I got the Volcom Hydro hoodie for snowdome and super hot days, it isnt waterproof but it dries so quickly (quicker than regular fleece) you barely notice when wearing a base layer but the breeze comes through it sooo nicely  also I got a DC dwr coated hoodie for 40 euros the other day, havent been able to try it yet in the snow bit is a bit thicker and warmer. It does really repel water like crazy (I just had to try it under the tap lol) so its a bit better than my volcom hoodie on those days where you are taking a gamble on the weather a little bit. 
On cold days or heavy snow/rain I always just go with my 15k jacket ofcourse


----------



## MrDavey2Shoes (Mar 5, 2018)

Step 1 Go to your local hill
Step 2 walk into the shop,
Step 3 buy a park crew jacket on sale for $20.
Step 4????
Step 5 profit


----------



## vodkaboarder (Feb 9, 2013)

I have started riding only hoodies unless it's actually snowing or I'm planning on going in the deep stuff. I have a burton midlayer thing that I can wear under a hoodie on cold days and its as good as any jacket. 











I picked up a couple of Volcom Deadly Stones hoodies for warmer days, they fit just about the perfect length for snowboarding. 

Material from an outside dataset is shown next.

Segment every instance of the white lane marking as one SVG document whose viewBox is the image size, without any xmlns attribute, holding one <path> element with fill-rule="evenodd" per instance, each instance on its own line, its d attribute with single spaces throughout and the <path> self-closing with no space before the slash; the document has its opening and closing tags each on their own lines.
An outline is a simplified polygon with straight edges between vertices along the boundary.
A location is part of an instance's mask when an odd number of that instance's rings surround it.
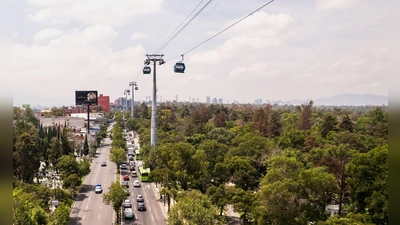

Don't know if DC makes them any more but the old Snowstar Zip up hoodies are good for colder days since they cover your neck.


----------



## ksrf (Nov 1, 2017)

Rome makes a few different ones. I have one with pit zips, zippered front pocket and some kind of membrane layer.
It’s great except sometimes it’s too warm. I wear it almost exclusively.


----------